У него не было к ней никаких претензий. Он оставил большую сумму в тайнике, о котором на всем белом свете знали только двое: он и она. Он думал, что когда вернется, то найдет в тайнике только половину. Это было справедливо: он сам ей сказал, что половина принадлежит ей.

Но деньги были в целости и сохранности – Ольга не взяла оттуда ни копейки.

Это его потрясло. Первое время он думал, что она погибла. Но как-то под Новый год на адрес его матери пришла открытка-поздравление. Без подписи. Но почерк он узнал. И с удвоенной силой стал ее искать. Матери к тому времени уже не было в живых.

Все было тщетно.

А теперь, когда он снова нашел ее, она не захотела иметь с ним никаких дел. Это убило его.

А потом она уехала. В Штаты. А его почему-то отправлять туда не спешили. Прошло четыре месяца, пять, шесть. Терпение его кончалось.

Но вот его пригласили на беседу. И она, эта беседа, разительно отличалась от всех остальных.

– Ваша фамилия Портнов? – спросили у него.

– Да.

– Феликс Михайлович?

– Да.

Дальше шли обычные вопросы, и он отвечал уверенно, отвечал, когда родился, где учился, работал, – все это было знакомо, ответы отскакивали от зубов.

И вдруг:

– Кто такой Вячеслав Никандрович Ремизов?

Он удивился. Но он как бы и должен был удивиться.

– Сосед. Он знал моего отца.

Его поправили:

– Он работал вместе с вашим отцом. В НКВД, а затем в МГБ. Правильно?

Он лихорадочно соображал. Откуда? Откуда они знают? Что еще им известно?

Оказалось, что им известно все.

Он мгновенно все понял. Эх, Ольга, Ольга… Зачем? Что ж я такого сделал тебе, что ты ни разговаривать со мной не хочешь, ни чего-то еще другого? А уж закладывать-то зачем? Стучать американским властям?

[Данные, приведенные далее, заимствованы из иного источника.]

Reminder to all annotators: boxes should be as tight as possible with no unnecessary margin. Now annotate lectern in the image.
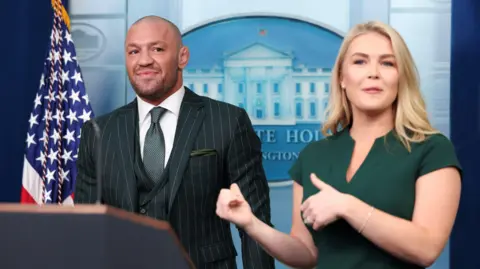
[0,204,194,269]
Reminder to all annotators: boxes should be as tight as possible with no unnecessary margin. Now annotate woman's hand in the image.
[300,174,349,230]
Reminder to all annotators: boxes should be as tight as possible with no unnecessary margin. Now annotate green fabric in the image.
[289,129,461,269]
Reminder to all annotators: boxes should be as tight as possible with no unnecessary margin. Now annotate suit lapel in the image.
[168,89,205,212]
[117,100,138,211]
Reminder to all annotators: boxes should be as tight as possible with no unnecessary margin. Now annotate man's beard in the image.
[131,73,176,101]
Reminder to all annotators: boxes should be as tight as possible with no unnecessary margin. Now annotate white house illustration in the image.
[184,43,331,125]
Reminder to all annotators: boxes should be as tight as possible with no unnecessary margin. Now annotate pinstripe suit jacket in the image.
[74,89,274,269]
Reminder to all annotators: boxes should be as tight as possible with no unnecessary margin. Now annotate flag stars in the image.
[27,134,37,148]
[35,151,46,163]
[52,110,65,124]
[43,109,52,121]
[63,50,73,65]
[78,109,92,123]
[50,130,61,144]
[62,150,73,165]
[28,113,38,129]
[53,50,61,63]
[67,109,78,124]
[37,74,45,89]
[45,168,55,184]
[65,31,73,46]
[82,94,90,105]
[71,70,83,86]
[57,91,67,102]
[69,90,80,103]
[34,93,45,109]
[54,29,62,45]
[58,170,70,181]
[48,149,58,164]
[62,70,70,85]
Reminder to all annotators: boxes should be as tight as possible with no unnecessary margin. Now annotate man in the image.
[74,16,274,268]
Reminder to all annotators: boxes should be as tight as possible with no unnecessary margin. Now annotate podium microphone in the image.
[90,119,102,205]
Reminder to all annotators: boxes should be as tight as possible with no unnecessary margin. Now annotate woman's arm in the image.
[217,182,317,269]
[340,168,461,267]
[245,182,317,269]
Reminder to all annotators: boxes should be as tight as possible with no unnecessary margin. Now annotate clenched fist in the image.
[216,183,253,228]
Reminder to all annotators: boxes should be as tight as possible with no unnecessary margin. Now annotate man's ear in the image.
[178,46,190,69]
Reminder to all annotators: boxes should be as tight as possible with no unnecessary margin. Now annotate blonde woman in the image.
[217,22,461,269]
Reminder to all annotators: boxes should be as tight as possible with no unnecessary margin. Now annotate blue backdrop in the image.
[450,0,480,269]
[0,0,480,268]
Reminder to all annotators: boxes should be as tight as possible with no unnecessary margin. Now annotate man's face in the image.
[125,20,180,101]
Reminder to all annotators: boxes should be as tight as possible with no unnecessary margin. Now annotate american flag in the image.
[20,0,94,205]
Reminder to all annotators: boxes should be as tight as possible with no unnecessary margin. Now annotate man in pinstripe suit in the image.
[75,16,274,269]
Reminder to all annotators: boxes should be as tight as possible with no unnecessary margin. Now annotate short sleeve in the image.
[419,134,462,177]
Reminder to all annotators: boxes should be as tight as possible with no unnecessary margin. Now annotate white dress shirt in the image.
[137,86,185,166]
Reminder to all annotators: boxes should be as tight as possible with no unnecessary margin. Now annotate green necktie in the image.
[143,107,166,182]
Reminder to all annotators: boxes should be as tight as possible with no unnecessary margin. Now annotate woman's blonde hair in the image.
[322,21,438,151]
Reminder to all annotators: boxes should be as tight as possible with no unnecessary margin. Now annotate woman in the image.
[217,22,461,269]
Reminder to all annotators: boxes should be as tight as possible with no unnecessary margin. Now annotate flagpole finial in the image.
[51,0,70,31]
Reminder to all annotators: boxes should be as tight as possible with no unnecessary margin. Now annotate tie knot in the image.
[150,106,165,123]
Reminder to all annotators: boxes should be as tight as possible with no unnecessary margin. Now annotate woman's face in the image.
[340,32,398,114]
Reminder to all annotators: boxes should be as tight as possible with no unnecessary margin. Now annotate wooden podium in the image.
[0,204,194,269]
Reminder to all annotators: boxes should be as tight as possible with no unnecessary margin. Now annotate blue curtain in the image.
[450,0,480,269]
[0,0,67,202]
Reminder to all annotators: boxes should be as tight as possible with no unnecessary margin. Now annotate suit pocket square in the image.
[190,149,217,157]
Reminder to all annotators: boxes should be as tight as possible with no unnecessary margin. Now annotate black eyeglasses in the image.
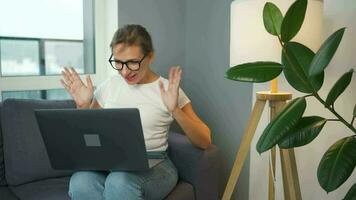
[109,54,146,71]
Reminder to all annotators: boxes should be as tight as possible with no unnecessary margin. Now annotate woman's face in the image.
[113,43,153,85]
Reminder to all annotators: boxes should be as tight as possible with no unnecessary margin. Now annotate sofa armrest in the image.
[168,132,221,200]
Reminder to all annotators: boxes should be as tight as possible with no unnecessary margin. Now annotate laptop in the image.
[34,108,164,171]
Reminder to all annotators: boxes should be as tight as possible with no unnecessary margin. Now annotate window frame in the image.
[0,0,118,99]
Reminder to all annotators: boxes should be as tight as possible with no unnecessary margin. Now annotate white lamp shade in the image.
[230,0,323,67]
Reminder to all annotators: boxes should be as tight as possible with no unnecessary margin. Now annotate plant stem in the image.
[277,35,356,134]
[326,119,340,122]
[314,93,356,134]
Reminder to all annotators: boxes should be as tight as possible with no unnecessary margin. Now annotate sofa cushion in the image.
[1,99,75,186]
[11,177,70,200]
[0,186,18,200]
[0,102,7,187]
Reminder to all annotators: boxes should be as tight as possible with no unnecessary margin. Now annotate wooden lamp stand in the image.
[222,91,302,200]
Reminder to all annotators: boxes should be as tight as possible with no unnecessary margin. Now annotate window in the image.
[0,0,117,100]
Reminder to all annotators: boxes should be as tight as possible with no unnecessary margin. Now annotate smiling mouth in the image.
[126,74,137,81]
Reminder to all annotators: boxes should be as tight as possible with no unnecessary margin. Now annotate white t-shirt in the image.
[94,75,190,151]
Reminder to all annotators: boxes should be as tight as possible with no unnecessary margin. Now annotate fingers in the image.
[62,67,74,82]
[62,71,72,85]
[168,67,174,85]
[60,79,70,92]
[70,67,80,80]
[173,66,182,86]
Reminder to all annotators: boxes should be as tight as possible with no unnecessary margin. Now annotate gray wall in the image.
[118,0,252,199]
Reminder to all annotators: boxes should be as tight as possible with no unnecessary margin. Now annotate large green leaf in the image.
[263,2,283,36]
[309,28,345,76]
[225,61,283,83]
[281,0,308,42]
[282,42,324,93]
[318,136,356,192]
[278,116,326,149]
[344,183,356,200]
[256,97,306,153]
[325,69,354,107]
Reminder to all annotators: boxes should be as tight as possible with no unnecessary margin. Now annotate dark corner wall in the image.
[118,0,252,199]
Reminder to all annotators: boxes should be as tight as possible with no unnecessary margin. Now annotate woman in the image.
[61,25,211,200]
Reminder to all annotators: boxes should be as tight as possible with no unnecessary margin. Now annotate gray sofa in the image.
[0,99,221,200]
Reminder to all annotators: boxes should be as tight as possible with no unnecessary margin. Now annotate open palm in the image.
[159,66,182,112]
[60,67,93,107]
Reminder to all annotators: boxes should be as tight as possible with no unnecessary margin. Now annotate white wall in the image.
[249,0,356,200]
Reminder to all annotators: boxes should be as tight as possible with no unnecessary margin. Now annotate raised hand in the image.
[60,67,94,108]
[159,66,182,112]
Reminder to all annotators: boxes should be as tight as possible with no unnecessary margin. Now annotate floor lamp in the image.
[222,0,323,200]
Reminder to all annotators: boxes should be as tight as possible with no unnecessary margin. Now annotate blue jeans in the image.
[68,152,178,200]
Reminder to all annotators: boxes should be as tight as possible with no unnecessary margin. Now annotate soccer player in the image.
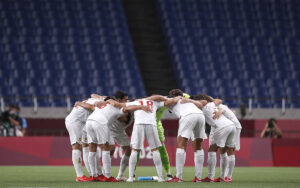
[194,95,236,182]
[218,104,242,182]
[166,89,207,182]
[126,95,167,182]
[65,98,103,182]
[109,91,133,181]
[80,97,151,182]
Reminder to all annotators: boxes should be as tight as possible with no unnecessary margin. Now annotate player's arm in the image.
[74,101,95,111]
[123,105,152,113]
[181,98,207,109]
[213,108,224,119]
[214,99,223,106]
[146,95,168,102]
[91,93,106,100]
[164,96,182,107]
[107,99,126,108]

Хотя он уже знал – зачем. Сам виноват. Не надо было базарить: «Найду в Америке, веселенькую жизнь устрою…» Вот она и защитилась таким образом. Каждый защищается как может. Ей ничего не грозит. Он тогда спас ее от суда, и она не судима. Коммунисткой тоже не была. Замужем была за коммунистом, но это в глазах американцев не самый страшный грех, они, как говорится, демократы.

Ладно. Что они могут мне сделать? Самое страшное – не разрешить въезд в Соединенные Штаты.

Гори оно все синим пламенем! Не моя вина, видит Бог. Простите, братва!

И он по– умному рассказал о себе все: он судим и по американским законам может быть не допущен в страну, но давайте разберемся, за что он судим. За то, что экспроприировал коммунистов, причем самых высокопоставленных! Он, если хотите, диссидент, современный Робин Гуд! А там, в Стране Советов, он уже просто жить не может. Так что у них два выхода: или они его впускают в США, или возвращают в СССР, где его расстреляют, к чертовой матери. Пусть так! Ему все надоело! Смерть так смерть!

Но, внимательно его выслушав, американцы предложили третий вариант.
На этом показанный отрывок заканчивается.